I think we’re at an interesting time, relative to loyalty. One of the things that we’ve been seeing as loyalty is transforming and evolving is a bit of a shift and a pivot from what traditionally has been viewed as a marketing program, and a marketing channel, to something that really embraces more than its entirety, the experience. So, if you think about just the importance of data in customer loyalty, historically that data oftentimes has fed a marketing message or an offer, perhaps at times a little bit of a digital experience. We’re seeing more of an evolution or a transformation within loyalty to embrace data not just for those appropriate uses, but also to deliver the experience both much more broadly in the digital ecosystem and in the physical world. If you think about a brick-and-mortar retailer, think about a hotel, an airline.
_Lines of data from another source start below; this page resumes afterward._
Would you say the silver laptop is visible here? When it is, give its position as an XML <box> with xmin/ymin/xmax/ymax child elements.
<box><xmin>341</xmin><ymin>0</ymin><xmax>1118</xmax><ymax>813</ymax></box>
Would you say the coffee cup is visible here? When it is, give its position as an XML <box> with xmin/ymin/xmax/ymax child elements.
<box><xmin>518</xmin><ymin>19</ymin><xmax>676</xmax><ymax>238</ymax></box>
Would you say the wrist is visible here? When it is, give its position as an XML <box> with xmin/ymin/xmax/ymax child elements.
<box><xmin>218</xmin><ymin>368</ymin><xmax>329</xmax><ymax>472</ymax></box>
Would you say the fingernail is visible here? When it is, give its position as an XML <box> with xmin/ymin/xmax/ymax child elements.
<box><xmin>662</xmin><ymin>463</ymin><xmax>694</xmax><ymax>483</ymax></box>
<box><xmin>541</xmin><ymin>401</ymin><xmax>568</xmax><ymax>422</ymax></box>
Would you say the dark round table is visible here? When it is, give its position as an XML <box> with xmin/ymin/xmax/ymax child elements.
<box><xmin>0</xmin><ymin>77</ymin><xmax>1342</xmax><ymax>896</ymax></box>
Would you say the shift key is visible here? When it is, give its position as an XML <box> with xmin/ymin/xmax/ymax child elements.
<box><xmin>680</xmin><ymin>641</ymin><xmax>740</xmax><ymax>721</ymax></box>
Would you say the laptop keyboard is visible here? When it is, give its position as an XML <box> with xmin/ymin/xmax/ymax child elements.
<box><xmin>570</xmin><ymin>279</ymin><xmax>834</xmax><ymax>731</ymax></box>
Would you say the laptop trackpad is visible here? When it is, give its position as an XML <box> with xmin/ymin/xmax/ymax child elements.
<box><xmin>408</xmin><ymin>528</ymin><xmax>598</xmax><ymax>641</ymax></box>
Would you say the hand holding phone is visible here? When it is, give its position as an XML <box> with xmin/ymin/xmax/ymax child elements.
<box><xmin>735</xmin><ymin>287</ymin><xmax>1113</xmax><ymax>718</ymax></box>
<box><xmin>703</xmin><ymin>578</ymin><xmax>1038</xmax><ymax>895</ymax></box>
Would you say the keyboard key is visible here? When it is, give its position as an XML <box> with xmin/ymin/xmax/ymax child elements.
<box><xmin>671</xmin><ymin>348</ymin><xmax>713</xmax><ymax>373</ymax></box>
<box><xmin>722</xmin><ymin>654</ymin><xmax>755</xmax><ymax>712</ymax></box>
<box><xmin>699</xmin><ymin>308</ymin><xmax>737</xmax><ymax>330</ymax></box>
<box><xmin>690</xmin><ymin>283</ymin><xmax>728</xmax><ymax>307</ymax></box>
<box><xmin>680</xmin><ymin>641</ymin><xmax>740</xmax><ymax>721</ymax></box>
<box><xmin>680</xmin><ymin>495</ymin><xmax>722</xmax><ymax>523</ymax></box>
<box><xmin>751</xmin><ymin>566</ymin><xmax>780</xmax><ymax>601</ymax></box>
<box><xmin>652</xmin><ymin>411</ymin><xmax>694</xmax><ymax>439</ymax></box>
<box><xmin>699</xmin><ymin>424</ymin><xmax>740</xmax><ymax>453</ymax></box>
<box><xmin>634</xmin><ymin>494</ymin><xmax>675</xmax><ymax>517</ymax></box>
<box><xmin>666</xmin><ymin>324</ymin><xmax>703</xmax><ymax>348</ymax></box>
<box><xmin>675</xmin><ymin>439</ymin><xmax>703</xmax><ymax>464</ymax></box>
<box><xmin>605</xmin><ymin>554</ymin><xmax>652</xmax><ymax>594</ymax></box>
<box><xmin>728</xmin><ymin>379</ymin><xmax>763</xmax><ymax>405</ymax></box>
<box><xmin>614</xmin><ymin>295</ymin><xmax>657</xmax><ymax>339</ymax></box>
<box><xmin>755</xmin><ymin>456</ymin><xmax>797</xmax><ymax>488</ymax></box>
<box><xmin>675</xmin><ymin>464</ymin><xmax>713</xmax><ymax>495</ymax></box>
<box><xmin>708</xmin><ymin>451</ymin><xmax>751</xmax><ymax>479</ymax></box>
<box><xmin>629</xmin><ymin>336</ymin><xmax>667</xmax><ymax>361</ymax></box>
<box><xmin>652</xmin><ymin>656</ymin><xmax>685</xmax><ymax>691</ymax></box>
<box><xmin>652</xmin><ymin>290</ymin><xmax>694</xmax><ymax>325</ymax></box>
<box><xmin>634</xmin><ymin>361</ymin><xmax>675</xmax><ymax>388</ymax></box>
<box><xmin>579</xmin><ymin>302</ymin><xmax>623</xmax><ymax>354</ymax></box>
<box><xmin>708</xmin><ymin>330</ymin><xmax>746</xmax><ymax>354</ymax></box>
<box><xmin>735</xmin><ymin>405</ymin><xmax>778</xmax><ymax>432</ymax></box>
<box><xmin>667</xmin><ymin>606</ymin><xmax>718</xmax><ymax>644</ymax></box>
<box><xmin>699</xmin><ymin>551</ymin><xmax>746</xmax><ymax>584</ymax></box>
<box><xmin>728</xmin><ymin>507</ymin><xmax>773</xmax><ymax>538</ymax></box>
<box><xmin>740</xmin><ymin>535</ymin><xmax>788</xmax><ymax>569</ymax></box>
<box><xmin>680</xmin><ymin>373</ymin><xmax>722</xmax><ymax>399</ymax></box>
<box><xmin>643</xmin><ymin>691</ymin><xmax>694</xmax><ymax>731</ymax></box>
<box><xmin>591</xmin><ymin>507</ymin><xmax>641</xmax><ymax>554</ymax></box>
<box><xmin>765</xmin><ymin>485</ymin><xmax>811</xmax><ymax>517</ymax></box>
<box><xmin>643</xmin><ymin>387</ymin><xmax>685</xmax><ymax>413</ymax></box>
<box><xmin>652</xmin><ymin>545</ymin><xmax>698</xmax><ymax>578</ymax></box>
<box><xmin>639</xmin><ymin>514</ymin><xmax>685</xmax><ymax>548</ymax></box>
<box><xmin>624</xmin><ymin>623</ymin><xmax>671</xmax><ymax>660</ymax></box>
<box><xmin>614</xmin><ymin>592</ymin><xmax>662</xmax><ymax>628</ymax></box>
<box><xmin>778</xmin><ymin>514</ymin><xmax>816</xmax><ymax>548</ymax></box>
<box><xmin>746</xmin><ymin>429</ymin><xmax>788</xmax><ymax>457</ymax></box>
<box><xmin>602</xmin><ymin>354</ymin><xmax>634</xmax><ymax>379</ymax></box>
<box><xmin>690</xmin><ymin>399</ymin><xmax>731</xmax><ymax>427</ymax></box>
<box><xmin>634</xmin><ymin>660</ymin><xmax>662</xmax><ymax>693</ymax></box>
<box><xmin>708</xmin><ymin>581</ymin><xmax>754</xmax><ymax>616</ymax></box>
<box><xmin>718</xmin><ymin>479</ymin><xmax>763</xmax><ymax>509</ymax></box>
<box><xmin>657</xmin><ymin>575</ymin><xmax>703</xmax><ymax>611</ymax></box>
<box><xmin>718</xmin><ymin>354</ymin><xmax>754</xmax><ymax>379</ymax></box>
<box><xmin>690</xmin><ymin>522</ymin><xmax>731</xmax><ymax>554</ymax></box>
In all of those facets, data and the use of loyalty effectively has really transformed and accelerated, especially in the last 12 to 18 months, to embrace well beyond that traditional boundary and well beyond the idea that there’s a marketing mechanism that is much more experience-focused of late.
 
Can you give us an overview of your customer loyalty offering, your consulting practice, and the technology that you have with the Tally platform?
 
From the consulting standpoint, our broad offering has all the data, strategy, insight and expertise that you would expect. Oftentimes we’re asked to come in and work with a brand to reengineer their loyalty program, and to reimagine/refresh and bring it to a more modern era.
 
At the same time, we are asked to help a brand that maybe has never had a traditional loyalty program but is endeavoring to do one. In that case, we do some similar techniques, or bring in someone with similar capabilities, but we’re not necessarily refreshing something that has been in place from a legacy standpoint. We’re starting from square one.
 
The third area that rounds out our consulting is some brands are trying to solve a very specific business problem and they may be at a cross point wondering is customer loyalty or investing in a program the right decision for them. We can help a brand make that critical decision of is loyalty worth investing in, and if so, what might an ROI and a strategy for investing in it, be. More broadly, beyond that strategy, we also have all the supporting technology capability to drive, from an engine standpoint, all of the things that are necessary in loyalty. What we’re finding is that brands have also invested quite extensively in their own technologies. Salesforce is a great example, Adobe, etc.. And so, we’re finding that loyalty needs to compliment, integrate and work in a very flexible manner with those other investments that brands have made. While our technology platform Tally has robust capability, in its entirety we typically find that most brands want to use very specific aspects of the capability to compliment and round out other investments they’ve made.
 
What makes your platform unique and different than those in the market?
 
Data is at the heart of a lot of what drives and informs our strategy, but what sets us apart is we don’t just look at the data, analyze the data and say, well here’s what the data is saying. We take it from an inside standpoint to a much higher plane of action. One of the things that is a bit unique is almost an anthropological lens into the way that we look at data. What we’re trying to understand is that not just what is the data telling us but why might that be occurring?
 
If you think of certain behaviors to observe with customers in data, it’s great to understand the behaviors that are happening with customers or with customer segments, but if you can bring a richer view as to why it might be occurring, you have a better bet as to informing a strategy that can either sustain and/or change and alter that behavior. As core loyalty oftentimes is about changing behavior and/or influencing the behavior, and it’s very incumbent upon us and so we use that anthropology as a secret sauce to go beyond what the data is saying and try to make it more actionable as to, ok why is that happening and what do we do about it?